Selon le philosophe grec Aristote, la citoyenneté implique la participation à la vie politique, sociale, économique et culturelle de la cité. Cette participation se manifeste par l’engagement de chaque citoyen à œuvrer pour une cause juste, noble et orientée vers le bien être collectif. À Jacmel, les Jeunes Intégrés pour un meilleur Système de Traitement des Incarcérés dans le Sud-Est d’Haïti (JISTIS) incarnent cette vision en militant pour l’humanisation du système carcéral haïtien.
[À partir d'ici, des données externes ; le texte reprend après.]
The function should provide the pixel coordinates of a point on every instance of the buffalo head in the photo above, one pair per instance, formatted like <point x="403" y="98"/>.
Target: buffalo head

Au fait, l’organisation s’apprête à lancer la 5ᵉ édition du Festival des droits humains de Jacmel, prévue du 8 au 10 décembre 2025. À quoi peut-on s’attendre ?
Lancé en 2020, ce festival a déjà permis d’aborder des thématiques majeures liées aux droits des personnes incarcérées en Haïti. Sous la coordination de Cathiana Désiré, l’initiative de JISTIS se veut un espace citoyen et artistique dédié à la sensibilisation, au dialogue et au plaidoyer autour des libertés fondamentales et du respect de la dignité humaine. Après une pause stratégique en 2024, l’événement revient avec une programmation riche s’étalant sur trois jours, mêlant art, engagement et solidarité.
Le thème retenu pour cette édition « Une seule humanité, des droits pour tous.tes » réaffirme la conviction profonde de l’organisation : les droits humains sont universels et inaliénables.
Les activités s’ouvriront le 8 décembre par un concert et une causerie autour de la question : *« À quel niveau l’art peut-il être un outil dans la lutte contre la délinquance juvénile ? »* Un sujet qui met en lumière la capacité de l’art à réparer ce que le chaos social a détruit. Parmi les artistes invités figurent Nathalia Laguerre, Junie Sancia Jean Louis, Dieunie PL et Kensly Monestime. Les intervenants annoncés incluent Didier Civil (peintre et artisan), Dieunie Pierre Louis (chanteuse), Eder Roméus (tambourineur et peintre), Derby Stanley Saint-Fleur (mémorant en Histoire de l’art), Eunice Désanné (danseuse et psychologue) et Ar Guens Jean Mary (poète et dramaturge). Ce premier rendez-vous, au croisement de la réflexion intellectuelle et de l’effervescence culturelle, se déroulera à l’Hôtel Florita dès 6 h PM.
Fidèle à son ambition d’innovation, le festival introduira cette année le «théâtre forum» dirigé par Ar Guens Jean Mary. Prévue pour le 9 décembre à 5 h PM à l’Alliance française de Jacmel, cette performance mise en espace par Cals Edzer Lazare donnera voix au vécu des détenus et offrira au public un regard critique dans la réalité du système carcéral haïtien.
Devenu un rendez-vous citoyen incontournable à Jacmel, le festival se clôturera par un plaidoyer public. Cette séance vise à interpeller les autorités et à encourager des réformes en faveur d’une justice plus équitable. Les plaideurs Me Stanglina Jean-Pierre et Me Wisbel Aladin défendront la thèse positive, tandis que Me James Charlot et Me Sadrac Charles soutiendront la thèse négative autour du thème : *« La répression étatique : outil de protection de l’ordre social ou source d’aggravation des violations des droits humains ? »*
Avec des contenus éclairants et des voix engagées, JISTIS rejoint l’idéal du romancier haïtien Fernand Hibbert, qui exhortait à « dégrossir le peuple de l’ignorance ». Le festival peut compter sur plusieurs partenaires tels que Jeux Dits Pwezi, Jacmel Jazz Festival, REPONSE, Offen Poem, Collectif ZANTRAY, DC Project, JIMAGE Haïti, ALTER-NATIFH, Madmwazèl Digital, entre autres, pour porter haut son combat pour la dignité de l’homme haïtien en particulier en milieu pénitentiaire.
L’entrée est libre. Pour tout contact, l’organisation JISTIS reste accessible aux numéros suivants 42 38 44 85 / 48 13 62 50 , par mail : jistisassociation@gmail.com et sur facebook via le lien suivant : https://www.facebook.com/jistis.ht
Cette cinquième édition du Festival des droits humains de Jacmel se veut une invitation forte : lever le voile sur les réalités marginalisées, donner voix à ceux que l’on oublie, réfléchir aux droits bafoués, et imaginer ensemble une Haïti plus vivable, plus juste, plus humaine.